The comments on rates were echoed by John Webber, head of business rates at Colliers International, who warned that unless the government announced reliefs soon, Billing Authorities across the country would be getting bills ready to send. He said: “the last thing businesses need is for exorbitant business rates bills to be landing through their letterboxes in February and March”.

He added: “We had the deadline for the call for evidence for business rates reform on September 18th, 2020 and since then there has been no mention of any further business rates reliefs or holidays, and reform proposals have been kicked into the New Year. Now it’s the New Year, the start of a national lockdown and still no hint of a reprieve - and time is running out!”

Colliers International said that, in non-Covid times, Business Rates provided the government with a net tax take of about £26bn, of which the retail sector was the largest single sector, paying between a quarter and a third of the total tax bill. This was even though the gross value added by retail to the national economy was less than 10%, according to the ONS. Together with the hospitality sector, the tax contribution was well in excess of £12bn.

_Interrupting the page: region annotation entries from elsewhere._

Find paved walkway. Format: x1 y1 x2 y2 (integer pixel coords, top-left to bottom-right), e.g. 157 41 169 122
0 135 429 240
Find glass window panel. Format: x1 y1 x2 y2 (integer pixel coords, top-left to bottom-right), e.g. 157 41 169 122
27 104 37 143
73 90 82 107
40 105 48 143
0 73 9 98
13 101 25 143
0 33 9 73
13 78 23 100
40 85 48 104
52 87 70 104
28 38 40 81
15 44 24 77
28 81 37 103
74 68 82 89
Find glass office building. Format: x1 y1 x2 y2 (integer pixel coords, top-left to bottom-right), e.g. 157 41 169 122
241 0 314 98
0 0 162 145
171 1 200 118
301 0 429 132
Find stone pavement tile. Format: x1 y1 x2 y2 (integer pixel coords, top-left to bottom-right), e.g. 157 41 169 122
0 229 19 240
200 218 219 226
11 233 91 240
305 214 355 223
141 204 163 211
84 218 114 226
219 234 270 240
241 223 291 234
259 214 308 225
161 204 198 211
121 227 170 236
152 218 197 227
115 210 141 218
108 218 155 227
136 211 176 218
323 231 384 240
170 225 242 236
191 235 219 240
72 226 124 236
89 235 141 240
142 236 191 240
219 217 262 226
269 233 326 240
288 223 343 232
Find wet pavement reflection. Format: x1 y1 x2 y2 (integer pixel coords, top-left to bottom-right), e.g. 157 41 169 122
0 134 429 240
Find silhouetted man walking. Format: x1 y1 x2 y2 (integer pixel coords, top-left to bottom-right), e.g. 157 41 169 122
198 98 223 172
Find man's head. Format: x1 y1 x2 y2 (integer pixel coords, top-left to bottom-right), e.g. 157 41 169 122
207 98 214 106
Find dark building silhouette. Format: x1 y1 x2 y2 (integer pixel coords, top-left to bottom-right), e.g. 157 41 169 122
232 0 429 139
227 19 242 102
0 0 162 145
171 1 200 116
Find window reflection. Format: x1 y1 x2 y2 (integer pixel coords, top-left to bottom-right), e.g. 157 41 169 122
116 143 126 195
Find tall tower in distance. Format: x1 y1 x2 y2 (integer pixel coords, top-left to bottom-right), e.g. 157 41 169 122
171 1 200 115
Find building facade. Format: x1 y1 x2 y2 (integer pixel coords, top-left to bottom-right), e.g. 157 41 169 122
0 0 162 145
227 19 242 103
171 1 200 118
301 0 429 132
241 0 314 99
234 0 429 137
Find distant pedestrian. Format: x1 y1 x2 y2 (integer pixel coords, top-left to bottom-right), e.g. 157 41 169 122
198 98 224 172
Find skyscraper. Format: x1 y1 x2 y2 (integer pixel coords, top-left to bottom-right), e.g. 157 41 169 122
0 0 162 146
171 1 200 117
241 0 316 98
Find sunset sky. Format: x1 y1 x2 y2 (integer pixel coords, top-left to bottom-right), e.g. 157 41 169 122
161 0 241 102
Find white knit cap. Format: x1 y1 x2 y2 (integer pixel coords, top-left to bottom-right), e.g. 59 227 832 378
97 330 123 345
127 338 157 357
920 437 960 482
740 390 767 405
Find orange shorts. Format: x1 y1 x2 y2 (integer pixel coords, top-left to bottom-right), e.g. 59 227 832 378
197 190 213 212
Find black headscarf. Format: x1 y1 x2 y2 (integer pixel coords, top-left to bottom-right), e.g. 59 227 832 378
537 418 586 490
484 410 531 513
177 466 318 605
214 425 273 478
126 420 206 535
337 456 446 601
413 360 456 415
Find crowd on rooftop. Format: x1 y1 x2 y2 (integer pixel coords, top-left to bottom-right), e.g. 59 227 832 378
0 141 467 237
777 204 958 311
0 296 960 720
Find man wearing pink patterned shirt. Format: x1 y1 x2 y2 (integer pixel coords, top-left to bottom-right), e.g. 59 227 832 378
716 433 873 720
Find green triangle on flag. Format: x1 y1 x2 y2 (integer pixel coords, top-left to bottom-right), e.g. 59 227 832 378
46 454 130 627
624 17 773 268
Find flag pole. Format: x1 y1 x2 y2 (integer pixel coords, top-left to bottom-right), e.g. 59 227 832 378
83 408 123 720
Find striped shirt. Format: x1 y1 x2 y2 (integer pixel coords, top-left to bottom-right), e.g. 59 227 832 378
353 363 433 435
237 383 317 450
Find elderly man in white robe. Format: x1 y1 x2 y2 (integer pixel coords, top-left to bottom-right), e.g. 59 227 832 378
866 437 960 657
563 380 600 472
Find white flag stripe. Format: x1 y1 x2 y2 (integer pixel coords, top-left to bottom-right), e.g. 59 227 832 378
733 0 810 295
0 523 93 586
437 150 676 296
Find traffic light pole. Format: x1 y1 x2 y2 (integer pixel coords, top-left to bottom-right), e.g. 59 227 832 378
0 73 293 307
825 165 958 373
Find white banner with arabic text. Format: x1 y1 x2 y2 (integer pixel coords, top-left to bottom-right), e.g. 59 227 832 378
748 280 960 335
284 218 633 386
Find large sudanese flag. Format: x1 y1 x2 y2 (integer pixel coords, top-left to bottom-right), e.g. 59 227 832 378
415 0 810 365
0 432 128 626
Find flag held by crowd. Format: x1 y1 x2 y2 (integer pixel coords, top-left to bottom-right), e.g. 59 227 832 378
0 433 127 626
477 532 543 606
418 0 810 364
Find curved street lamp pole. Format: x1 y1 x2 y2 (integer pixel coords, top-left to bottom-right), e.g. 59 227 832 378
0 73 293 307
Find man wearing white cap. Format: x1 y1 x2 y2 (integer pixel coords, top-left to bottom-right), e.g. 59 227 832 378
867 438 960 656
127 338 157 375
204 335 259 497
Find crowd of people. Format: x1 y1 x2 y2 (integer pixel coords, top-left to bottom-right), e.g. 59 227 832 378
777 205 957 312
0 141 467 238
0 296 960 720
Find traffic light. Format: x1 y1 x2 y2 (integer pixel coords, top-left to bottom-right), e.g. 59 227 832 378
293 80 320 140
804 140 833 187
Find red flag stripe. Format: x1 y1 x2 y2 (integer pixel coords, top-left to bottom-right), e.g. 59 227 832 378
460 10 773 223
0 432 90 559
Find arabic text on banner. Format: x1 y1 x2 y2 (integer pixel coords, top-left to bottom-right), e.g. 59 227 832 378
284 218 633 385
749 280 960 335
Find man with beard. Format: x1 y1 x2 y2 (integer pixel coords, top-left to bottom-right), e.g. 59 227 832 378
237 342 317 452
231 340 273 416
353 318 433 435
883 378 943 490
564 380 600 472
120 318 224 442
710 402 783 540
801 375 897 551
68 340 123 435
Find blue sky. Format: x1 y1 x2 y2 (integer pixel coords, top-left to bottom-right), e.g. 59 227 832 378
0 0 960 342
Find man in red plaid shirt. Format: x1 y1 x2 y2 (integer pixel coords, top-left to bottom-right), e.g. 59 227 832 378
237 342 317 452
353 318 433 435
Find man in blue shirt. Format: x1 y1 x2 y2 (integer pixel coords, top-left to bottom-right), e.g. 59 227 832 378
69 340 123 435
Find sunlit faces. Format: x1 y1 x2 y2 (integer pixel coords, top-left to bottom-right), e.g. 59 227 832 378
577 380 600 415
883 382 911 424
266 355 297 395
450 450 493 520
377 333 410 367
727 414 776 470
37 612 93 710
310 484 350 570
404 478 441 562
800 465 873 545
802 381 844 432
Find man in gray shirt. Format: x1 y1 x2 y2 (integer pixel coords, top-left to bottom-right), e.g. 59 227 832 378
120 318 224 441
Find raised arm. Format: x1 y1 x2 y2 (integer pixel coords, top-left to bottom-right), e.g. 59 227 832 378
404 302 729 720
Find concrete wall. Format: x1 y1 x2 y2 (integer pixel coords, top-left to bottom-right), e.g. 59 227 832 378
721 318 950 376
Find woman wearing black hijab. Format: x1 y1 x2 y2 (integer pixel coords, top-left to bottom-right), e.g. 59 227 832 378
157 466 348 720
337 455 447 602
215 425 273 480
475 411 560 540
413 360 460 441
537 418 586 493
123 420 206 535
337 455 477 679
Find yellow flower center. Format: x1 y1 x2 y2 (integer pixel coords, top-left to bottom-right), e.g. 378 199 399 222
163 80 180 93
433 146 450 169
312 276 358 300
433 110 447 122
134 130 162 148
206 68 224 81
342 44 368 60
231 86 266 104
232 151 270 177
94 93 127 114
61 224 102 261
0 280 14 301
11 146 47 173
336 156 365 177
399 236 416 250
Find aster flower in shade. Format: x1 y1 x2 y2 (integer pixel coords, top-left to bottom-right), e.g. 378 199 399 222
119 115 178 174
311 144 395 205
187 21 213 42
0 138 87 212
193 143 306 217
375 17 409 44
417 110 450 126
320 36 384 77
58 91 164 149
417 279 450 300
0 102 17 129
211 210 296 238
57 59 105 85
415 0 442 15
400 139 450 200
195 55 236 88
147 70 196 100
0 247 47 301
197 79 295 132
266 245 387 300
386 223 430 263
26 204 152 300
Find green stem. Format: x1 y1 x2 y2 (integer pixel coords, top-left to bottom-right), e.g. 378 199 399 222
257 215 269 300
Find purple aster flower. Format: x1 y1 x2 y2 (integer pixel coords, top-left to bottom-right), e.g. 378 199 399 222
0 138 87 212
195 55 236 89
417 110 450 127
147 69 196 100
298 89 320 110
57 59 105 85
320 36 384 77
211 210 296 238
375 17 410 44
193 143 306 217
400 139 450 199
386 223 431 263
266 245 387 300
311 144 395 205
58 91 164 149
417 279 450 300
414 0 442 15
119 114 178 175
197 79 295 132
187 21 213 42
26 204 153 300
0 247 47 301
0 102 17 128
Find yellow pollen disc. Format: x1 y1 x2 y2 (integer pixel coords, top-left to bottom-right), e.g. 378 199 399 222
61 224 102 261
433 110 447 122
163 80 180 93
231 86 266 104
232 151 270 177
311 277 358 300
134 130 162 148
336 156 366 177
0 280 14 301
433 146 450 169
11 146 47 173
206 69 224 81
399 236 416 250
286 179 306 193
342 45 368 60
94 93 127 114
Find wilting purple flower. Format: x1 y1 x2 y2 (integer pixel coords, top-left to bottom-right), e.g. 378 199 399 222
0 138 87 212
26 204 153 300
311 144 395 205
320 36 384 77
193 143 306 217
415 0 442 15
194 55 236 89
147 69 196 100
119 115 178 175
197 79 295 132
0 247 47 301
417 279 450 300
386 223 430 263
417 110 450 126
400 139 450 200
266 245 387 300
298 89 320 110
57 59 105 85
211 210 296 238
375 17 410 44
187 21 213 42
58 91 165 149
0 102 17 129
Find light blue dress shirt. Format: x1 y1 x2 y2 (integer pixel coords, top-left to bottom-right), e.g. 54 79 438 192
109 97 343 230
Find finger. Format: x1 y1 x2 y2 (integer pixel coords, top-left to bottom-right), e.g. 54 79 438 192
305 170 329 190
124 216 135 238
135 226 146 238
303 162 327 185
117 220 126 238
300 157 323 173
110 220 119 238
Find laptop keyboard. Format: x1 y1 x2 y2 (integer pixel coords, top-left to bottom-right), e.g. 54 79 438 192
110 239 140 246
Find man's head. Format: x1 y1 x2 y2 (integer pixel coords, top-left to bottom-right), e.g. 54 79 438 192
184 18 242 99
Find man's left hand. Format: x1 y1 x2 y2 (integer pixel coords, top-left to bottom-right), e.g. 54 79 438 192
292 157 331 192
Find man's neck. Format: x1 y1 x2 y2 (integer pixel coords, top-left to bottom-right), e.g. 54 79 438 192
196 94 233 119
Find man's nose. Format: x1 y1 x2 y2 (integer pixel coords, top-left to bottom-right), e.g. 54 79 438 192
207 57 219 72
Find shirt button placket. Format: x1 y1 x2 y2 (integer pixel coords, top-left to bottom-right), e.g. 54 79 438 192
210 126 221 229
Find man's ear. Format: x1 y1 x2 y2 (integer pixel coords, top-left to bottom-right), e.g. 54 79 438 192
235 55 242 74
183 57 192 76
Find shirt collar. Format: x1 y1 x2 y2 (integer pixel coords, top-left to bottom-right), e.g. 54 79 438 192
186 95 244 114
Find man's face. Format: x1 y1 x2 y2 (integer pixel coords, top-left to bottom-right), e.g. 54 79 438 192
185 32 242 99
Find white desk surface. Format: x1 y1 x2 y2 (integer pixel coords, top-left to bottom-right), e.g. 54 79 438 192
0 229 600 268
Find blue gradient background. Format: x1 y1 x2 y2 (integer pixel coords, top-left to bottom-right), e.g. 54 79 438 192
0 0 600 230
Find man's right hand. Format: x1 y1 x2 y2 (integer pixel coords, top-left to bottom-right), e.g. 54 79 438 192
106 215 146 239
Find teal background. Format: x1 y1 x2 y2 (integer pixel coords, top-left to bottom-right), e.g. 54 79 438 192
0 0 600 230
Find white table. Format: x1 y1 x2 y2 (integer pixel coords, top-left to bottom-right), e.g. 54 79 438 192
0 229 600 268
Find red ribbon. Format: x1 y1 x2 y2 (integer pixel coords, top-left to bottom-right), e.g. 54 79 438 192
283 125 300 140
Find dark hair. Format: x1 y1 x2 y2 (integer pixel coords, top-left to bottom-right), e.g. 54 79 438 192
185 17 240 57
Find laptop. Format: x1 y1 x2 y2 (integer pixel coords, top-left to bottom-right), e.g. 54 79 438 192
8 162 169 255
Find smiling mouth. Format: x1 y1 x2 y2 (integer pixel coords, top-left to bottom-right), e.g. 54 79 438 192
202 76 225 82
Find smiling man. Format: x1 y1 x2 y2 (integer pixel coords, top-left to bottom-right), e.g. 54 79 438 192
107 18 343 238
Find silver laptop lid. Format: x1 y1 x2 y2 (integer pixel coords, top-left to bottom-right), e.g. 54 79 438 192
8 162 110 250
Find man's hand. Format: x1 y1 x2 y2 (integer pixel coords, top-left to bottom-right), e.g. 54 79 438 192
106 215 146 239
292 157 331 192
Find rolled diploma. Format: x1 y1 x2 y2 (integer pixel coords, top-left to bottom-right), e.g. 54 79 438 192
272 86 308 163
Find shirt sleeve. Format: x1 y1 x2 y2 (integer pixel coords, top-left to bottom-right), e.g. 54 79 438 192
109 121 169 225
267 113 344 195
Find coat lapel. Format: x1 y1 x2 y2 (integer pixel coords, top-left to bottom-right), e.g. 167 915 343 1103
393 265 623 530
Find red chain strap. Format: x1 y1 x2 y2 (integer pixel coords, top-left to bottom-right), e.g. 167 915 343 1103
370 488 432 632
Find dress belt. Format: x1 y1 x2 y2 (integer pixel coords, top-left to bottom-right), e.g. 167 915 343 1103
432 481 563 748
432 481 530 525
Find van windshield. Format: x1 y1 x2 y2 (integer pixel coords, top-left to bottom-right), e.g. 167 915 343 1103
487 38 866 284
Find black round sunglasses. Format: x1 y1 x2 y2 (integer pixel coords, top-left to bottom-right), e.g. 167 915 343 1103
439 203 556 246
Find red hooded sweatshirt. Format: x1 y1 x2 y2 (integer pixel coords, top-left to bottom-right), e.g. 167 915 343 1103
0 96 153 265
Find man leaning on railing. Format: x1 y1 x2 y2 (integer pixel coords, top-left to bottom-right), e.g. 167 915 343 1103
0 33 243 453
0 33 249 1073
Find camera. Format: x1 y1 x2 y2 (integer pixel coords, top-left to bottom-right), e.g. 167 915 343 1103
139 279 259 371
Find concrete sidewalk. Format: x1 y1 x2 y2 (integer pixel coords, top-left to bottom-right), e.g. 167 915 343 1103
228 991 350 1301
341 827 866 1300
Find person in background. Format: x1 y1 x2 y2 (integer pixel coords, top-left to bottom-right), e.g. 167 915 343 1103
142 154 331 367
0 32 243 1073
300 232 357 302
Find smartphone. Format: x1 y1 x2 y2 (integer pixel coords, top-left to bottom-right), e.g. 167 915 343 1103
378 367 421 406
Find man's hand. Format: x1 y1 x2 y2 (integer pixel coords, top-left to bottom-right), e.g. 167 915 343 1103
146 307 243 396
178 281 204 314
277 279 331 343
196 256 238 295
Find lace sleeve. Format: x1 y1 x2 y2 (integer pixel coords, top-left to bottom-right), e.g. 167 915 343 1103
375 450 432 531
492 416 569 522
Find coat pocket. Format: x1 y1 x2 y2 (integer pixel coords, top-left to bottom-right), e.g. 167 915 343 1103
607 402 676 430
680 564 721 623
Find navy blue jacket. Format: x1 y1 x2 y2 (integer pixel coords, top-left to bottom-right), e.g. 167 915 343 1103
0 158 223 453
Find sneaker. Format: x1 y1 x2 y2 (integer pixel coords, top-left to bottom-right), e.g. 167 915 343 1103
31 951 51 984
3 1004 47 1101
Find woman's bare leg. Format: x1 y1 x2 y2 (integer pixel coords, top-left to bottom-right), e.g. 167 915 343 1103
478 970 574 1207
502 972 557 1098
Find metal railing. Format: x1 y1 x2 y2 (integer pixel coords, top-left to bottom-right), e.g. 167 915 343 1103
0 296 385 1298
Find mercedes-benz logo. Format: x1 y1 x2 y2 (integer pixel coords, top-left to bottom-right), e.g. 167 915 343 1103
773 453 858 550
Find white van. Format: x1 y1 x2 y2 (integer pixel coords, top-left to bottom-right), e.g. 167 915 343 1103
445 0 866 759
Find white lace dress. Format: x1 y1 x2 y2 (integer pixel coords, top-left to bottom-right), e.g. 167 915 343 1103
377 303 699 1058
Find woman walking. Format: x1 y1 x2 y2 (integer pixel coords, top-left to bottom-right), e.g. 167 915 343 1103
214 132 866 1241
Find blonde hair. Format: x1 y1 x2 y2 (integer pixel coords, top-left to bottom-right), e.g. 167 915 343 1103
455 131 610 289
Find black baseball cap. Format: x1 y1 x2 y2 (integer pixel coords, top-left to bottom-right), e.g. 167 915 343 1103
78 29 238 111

Webber said that the Chancellor must give hospitality sector some glimmers of “otherwise we’ll find them opening their stores purely to pick up a rates bill for 2021-2. It would be no surprise if they quickly shut the door again. And this time it could be permanently.”

 

Insight: Webber told us: “Yes this is an unusual situation and yes it’s difficult, but we’ve been in this for 12 months, so why don’t we give businesses another six months’ relief and that will be one less thing to worry about.

“There will be a significant number of businesses - food retailers, for example - who don’t need the relief, so why doesn’t the government say to businesses ‘if you want to claim the relief, claim it’ rather than giving it to everyone and then having some people give it back? It won’t be anywhere like the sum they needed to hand out before. But sitting there in silence isn’t good enough.”

That stress is a killer is not a learning. We were all fully aware and stroking puppies, taking deep breaths and remembering to power down our ‘phones before bed before All This.

One of the most important aspects of stress management was realising what was required and what was not - some, after all, is good for you. It’s what you do with it. But, much like the homemade liquor many of us will soon be turning to, everything in moderation.

In the UK, the government has shown that it is no good at managing the stress of the nation, or the stress of businesses. There really is enough to handle out there without all decisions being made at the very last moment by Rishi Sunak and his abacus wielders. After a year, there are no tethers left. It’s time for a strategy, please.